Cette phrase n’a rien de magique en soi. Elle devra être accompagnée par un non verbal profondément reconnaissant de la dimension d’amour dont il parle. Une grande délicatesse et une grande subtilité dont vous trouverez les détails dans l’article reformulation où se trouvent des éléments souvent mal connus, même chez de nombreux spécialistes de l’aide ou de la communication.

Aider ses proches à ne pas le manquer

Pour lui, comme nous venons de le voir, la rencontre des proches est très importante. Quand elle est authentique, elle lui permet de ne pas se sentir seul. Dans cette rencontre, il doit pouvoir percevoir que ses proches «sentent quelque chose».

De leur part, la «fausse sérénité» prend vite des allures d’indifférence et fait trop mal.

Mieux vaut être capable de tomber dans les bras l’un de l’autre en larmes et de partager un ressenti spontané que de jouer un jeu de cache-cache où chacun ménage l’autre, mais aussi où personne ne voit personne.

Si cette rencontre est essentielle pour celui qui est en fin de vie, elle l’est tout autant pour les proches. Trop de pudeur à montrer ses ressentis personnels, et trop de peur à entendre ceux de son proche en fin de vie, conduisent à se manquer.

Le deuil qui suivra le décès sera d’autant plus douloureux qu’il n’y aura pas vraiment eu rencontre. Il est moins douloureux de perdre quelqu’un qu’on a rencontré que quelqu’un qu’on a manqué.

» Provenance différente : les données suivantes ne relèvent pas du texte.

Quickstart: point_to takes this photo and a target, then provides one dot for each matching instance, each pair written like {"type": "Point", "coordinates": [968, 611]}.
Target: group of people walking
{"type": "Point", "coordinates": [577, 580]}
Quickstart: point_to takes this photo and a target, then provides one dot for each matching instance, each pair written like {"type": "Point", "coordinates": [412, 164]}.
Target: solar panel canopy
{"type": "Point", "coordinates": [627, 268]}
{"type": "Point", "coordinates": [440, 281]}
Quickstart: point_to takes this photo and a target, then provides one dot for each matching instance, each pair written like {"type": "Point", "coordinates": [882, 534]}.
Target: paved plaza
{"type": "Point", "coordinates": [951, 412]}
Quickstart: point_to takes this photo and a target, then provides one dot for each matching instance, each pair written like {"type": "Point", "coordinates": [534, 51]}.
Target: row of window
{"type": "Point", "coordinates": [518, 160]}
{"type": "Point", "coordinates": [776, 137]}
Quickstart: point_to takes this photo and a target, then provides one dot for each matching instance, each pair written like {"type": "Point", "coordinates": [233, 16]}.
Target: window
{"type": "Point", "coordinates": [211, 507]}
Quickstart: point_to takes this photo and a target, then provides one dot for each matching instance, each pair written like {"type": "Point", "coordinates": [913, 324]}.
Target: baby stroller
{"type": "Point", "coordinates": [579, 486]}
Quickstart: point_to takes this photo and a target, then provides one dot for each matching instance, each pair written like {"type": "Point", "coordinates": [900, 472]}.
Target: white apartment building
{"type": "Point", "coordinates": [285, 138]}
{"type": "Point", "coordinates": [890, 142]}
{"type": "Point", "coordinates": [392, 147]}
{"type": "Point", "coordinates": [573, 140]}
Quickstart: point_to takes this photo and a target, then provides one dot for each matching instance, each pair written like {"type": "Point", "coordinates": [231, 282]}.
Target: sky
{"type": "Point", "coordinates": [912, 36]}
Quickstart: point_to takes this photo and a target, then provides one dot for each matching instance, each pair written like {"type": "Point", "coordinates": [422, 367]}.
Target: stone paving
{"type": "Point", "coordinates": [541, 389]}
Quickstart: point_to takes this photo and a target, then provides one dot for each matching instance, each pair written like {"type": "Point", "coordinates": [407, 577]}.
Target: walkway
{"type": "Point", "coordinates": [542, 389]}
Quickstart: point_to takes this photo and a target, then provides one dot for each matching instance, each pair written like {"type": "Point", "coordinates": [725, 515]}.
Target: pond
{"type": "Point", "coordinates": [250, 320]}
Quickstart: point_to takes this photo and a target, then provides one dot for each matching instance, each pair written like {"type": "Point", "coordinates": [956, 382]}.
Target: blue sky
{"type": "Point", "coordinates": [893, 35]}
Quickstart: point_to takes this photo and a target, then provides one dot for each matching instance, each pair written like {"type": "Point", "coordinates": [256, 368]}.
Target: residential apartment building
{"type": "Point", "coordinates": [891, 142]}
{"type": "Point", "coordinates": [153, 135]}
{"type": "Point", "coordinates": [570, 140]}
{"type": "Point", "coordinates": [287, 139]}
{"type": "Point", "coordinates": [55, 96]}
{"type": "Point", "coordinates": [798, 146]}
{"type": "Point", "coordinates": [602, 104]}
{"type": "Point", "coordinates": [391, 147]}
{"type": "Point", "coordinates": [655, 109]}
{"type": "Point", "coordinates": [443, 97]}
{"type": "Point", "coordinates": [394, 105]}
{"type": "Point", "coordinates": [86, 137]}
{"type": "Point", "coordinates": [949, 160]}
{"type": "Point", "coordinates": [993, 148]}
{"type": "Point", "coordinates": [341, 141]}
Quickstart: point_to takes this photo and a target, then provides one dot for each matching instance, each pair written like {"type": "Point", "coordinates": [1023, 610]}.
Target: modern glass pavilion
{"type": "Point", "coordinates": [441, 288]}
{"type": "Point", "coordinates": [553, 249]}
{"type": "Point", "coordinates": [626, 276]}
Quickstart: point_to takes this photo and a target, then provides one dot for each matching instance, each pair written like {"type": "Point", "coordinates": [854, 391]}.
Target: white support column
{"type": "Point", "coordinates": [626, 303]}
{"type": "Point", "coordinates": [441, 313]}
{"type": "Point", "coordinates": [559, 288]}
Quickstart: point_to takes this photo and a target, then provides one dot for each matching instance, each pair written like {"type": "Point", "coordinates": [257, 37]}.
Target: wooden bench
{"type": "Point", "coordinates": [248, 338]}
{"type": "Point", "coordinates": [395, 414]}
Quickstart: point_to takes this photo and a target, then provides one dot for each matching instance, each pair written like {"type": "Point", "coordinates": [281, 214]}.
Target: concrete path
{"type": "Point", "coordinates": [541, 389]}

A ce sujet je vous recommande particulièrement le livre de Marie de Hennezel «On ne s’est pas dit au revoir» édité chez  Pocket Editions  et  chez Robert Laffont

Naturellement il est préférable que l’entourage lui «donne le droit de partir». Mais s’il ne le peut pas, il doit le reconnaître et jouer l’authenticité. De toute façon, par les comportements, le non verbal dit tout. Ce non verbal représente 90% de l’information qui transite entre deux individus. Gestes, mimiques et intonations de la voix sont autant de «renseignements involontaires» donnés à l’interlocuteur qui perçoit parfaitement s’il y a incohérence entre le propos et l’attitude.

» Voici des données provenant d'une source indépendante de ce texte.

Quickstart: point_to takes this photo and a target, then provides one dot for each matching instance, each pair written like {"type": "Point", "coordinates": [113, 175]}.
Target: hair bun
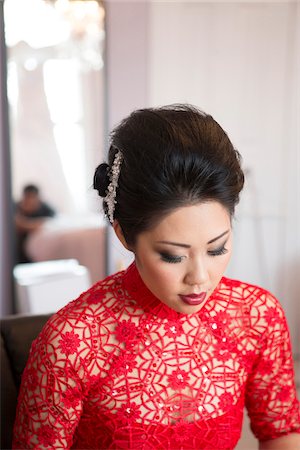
{"type": "Point", "coordinates": [101, 179]}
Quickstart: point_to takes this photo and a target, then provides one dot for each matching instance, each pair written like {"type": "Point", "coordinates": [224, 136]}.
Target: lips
{"type": "Point", "coordinates": [193, 299]}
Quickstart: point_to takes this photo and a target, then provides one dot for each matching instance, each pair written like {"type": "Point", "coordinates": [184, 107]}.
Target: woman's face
{"type": "Point", "coordinates": [182, 259]}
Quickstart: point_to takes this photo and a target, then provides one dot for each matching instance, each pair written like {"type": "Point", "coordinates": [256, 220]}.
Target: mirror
{"type": "Point", "coordinates": [55, 76]}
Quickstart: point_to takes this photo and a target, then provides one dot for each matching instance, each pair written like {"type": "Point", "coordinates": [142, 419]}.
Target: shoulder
{"type": "Point", "coordinates": [259, 305]}
{"type": "Point", "coordinates": [82, 318]}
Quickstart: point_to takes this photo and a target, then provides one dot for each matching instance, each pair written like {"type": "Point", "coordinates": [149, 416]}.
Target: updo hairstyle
{"type": "Point", "coordinates": [173, 156]}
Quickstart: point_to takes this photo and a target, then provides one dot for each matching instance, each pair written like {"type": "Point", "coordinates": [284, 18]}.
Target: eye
{"type": "Point", "coordinates": [219, 251]}
{"type": "Point", "coordinates": [171, 258]}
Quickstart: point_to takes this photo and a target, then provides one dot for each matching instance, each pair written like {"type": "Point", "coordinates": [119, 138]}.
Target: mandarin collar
{"type": "Point", "coordinates": [144, 298]}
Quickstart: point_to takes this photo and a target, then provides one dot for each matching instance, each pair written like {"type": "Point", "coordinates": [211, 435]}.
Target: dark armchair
{"type": "Point", "coordinates": [17, 334]}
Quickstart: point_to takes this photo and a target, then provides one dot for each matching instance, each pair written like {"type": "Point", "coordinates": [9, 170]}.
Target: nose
{"type": "Point", "coordinates": [197, 274]}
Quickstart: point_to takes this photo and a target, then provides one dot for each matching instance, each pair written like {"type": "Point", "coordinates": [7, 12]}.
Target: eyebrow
{"type": "Point", "coordinates": [178, 244]}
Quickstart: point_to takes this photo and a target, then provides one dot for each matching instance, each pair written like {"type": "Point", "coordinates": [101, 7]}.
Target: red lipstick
{"type": "Point", "coordinates": [193, 299]}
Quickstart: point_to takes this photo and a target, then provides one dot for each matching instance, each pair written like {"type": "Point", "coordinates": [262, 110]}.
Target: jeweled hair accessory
{"type": "Point", "coordinates": [114, 174]}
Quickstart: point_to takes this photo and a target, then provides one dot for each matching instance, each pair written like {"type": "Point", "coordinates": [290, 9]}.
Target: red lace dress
{"type": "Point", "coordinates": [117, 369]}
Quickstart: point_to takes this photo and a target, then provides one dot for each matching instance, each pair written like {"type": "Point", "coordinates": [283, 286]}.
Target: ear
{"type": "Point", "coordinates": [119, 233]}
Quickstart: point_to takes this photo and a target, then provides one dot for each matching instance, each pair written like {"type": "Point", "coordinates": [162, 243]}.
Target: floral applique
{"type": "Point", "coordinates": [127, 332]}
{"type": "Point", "coordinates": [181, 431]}
{"type": "Point", "coordinates": [173, 328]}
{"type": "Point", "coordinates": [46, 436]}
{"type": "Point", "coordinates": [226, 400]}
{"type": "Point", "coordinates": [178, 379]}
{"type": "Point", "coordinates": [69, 343]}
{"type": "Point", "coordinates": [129, 412]}
{"type": "Point", "coordinates": [31, 378]}
{"type": "Point", "coordinates": [272, 316]}
{"type": "Point", "coordinates": [124, 362]}
{"type": "Point", "coordinates": [96, 297]}
{"type": "Point", "coordinates": [71, 398]}
{"type": "Point", "coordinates": [284, 394]}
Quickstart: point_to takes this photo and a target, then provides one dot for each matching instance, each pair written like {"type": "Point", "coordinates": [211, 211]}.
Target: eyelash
{"type": "Point", "coordinates": [177, 259]}
{"type": "Point", "coordinates": [219, 251]}
{"type": "Point", "coordinates": [171, 258]}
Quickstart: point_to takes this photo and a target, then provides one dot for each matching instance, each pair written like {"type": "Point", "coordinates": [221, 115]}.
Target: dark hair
{"type": "Point", "coordinates": [30, 189]}
{"type": "Point", "coordinates": [172, 156]}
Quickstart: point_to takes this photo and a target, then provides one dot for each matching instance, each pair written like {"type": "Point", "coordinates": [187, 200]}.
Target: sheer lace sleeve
{"type": "Point", "coordinates": [52, 388]}
{"type": "Point", "coordinates": [271, 395]}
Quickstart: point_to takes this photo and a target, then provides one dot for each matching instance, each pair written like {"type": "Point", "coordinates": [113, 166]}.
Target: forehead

Il vaut mieux montrer «j’ai trop de peine de te perdre» avec authenticité que de prétendre «ne t’inquiète pas pour moi ça va aller» en n’en pensant pas un mot.

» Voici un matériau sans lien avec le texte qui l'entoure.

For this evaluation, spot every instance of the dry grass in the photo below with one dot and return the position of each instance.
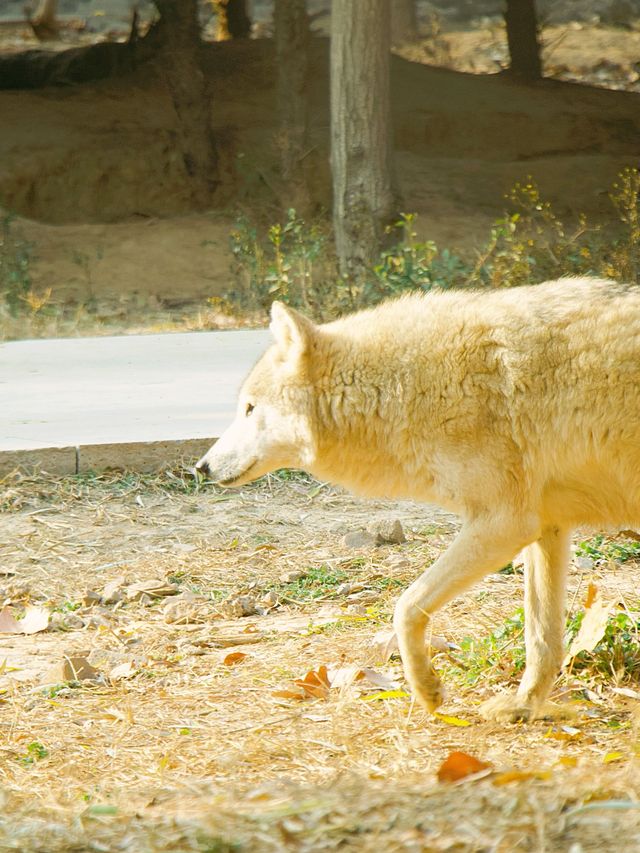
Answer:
(188, 753)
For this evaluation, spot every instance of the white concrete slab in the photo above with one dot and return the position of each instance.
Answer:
(70, 392)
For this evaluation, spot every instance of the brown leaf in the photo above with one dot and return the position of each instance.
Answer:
(592, 594)
(592, 628)
(457, 765)
(233, 658)
(519, 776)
(71, 668)
(35, 619)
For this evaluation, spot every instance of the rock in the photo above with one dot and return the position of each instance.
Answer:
(292, 577)
(243, 605)
(359, 539)
(91, 598)
(114, 591)
(185, 608)
(270, 599)
(387, 531)
(65, 622)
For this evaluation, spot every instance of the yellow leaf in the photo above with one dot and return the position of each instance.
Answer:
(457, 765)
(451, 721)
(520, 776)
(233, 658)
(385, 694)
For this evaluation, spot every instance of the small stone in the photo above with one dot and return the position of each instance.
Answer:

Cela permet de partager ce qui est ressenti, ce qui se passe chez chacun. Cela permet d’en parler et de faire le chemin.

Pour celui qui va vivre un deuil, il y a aussi ces phases de déni, de révolte etc…

Lui aussi est confronté à l’invraisemblable, à l’inimaginable.

Mais pour que son deuil soit moins douloureux, il ne doit pas rater cette rencontre d’exception. Il y a lui et il y a l’autre, qui va partir. Ils ne doivent pas se manquer.